Rewards and punishment are the lowest form of education.

—Zhuangzi, c. 286 BC

Give us the child for eight years and it will be a Bolshevist forever.

—Vladimir Lenin, 1923

In the first place God made idiots. This was for practice. Then he made school boards.

—Mark Twain, 1897

A school without grades must have been concocted by someone who was drunk on nonalcoholic wine.

—Karl Kraus, 1909

The Founding Fathers in their wisdom decided that children were an unnatural strain on parents. So they provided jails called schools, equipped with tortures called an education. School is where you go between when your parents can’t take you and industry can’t take you. 

—John Updike, 1963

Anyone who has a child should train him to be either a physicist or a ballet dancer.

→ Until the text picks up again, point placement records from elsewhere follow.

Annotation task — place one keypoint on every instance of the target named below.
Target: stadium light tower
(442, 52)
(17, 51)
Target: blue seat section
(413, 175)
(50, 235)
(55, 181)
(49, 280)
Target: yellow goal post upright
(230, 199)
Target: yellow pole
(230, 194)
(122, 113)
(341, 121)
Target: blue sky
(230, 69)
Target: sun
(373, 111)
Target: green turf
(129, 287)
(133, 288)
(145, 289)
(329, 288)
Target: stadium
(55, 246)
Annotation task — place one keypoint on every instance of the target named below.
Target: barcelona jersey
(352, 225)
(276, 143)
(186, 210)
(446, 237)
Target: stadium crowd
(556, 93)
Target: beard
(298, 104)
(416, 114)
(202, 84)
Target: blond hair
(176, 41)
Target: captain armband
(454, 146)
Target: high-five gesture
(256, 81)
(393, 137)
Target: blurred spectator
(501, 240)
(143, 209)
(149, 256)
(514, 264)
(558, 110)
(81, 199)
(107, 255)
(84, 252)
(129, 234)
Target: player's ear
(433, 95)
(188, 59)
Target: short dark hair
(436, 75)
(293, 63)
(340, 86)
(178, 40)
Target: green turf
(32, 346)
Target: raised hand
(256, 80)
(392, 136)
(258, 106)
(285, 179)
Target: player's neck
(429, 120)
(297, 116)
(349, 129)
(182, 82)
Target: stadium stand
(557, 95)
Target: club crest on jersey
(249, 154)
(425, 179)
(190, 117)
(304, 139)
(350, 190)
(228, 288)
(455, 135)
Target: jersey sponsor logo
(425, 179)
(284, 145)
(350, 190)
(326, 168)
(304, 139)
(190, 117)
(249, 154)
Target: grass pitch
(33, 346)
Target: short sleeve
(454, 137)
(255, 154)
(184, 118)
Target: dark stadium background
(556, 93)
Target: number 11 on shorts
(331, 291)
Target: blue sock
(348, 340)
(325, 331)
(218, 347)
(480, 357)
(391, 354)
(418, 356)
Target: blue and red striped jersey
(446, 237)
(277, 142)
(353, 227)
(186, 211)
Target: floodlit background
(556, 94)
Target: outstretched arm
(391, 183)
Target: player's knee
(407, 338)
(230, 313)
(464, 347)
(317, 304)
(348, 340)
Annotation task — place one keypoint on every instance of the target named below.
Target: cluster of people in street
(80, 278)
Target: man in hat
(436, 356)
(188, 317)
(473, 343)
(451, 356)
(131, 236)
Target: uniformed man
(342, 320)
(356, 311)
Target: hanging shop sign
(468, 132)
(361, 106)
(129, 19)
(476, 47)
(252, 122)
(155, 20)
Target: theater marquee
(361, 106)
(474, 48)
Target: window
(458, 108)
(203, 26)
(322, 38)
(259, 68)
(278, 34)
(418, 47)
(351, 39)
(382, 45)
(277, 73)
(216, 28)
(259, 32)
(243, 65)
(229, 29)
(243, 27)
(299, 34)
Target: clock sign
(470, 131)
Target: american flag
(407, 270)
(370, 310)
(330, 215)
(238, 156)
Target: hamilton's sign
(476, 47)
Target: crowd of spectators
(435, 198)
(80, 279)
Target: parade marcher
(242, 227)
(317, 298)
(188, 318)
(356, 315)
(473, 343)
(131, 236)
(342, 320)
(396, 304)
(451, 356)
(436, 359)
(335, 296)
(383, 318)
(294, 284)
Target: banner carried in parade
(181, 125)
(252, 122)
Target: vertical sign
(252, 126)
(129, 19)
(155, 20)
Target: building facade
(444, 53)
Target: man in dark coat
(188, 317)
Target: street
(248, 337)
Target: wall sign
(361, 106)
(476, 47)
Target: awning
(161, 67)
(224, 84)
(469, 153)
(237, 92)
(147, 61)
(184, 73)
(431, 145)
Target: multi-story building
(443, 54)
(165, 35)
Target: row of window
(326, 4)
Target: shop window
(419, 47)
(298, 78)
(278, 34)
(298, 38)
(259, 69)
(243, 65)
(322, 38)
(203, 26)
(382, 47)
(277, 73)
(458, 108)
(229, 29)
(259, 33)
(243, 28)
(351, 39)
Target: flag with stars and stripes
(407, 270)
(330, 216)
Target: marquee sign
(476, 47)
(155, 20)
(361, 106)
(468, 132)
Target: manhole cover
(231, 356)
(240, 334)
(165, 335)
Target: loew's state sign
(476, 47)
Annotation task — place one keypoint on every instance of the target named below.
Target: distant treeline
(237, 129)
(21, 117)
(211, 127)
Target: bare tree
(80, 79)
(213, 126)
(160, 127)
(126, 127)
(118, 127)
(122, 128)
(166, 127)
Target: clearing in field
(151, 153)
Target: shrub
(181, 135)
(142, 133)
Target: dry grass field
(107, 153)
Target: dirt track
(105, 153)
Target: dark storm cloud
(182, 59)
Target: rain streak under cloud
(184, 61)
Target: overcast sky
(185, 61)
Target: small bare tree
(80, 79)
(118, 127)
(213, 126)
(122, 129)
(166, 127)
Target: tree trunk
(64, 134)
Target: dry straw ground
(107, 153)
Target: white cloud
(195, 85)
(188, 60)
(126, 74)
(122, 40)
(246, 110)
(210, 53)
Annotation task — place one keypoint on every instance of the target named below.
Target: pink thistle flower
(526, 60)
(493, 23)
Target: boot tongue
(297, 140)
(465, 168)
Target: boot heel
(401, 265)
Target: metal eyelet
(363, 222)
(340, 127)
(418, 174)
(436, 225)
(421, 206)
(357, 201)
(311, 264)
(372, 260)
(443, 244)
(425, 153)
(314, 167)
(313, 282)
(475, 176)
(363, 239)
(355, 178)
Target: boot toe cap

Then he’ll escape.

—W.H. Auden, 1947

It is not light that we need, but fire; it is not the gentle shower, but thunder. We need the storm, the whirlwind, and the earthquake.

—Frederick Douglass, 1852

Human history becomes more and more a race between education and catastrophe.

—H.G. Wells, 1920

The Romans would never have found time to conquer the world if they had been obliged first to learn Latin. 

—Heinrich Heine, 1827

It is a greater advantage to be honestly educated than honorably born.

—Erasmus, 1518

Spoon feeding in the long run teaches us nothing but the shape of the spoon.

—E.M. Forster, 1951

Knowledge is an ancient error reflecting on its youth.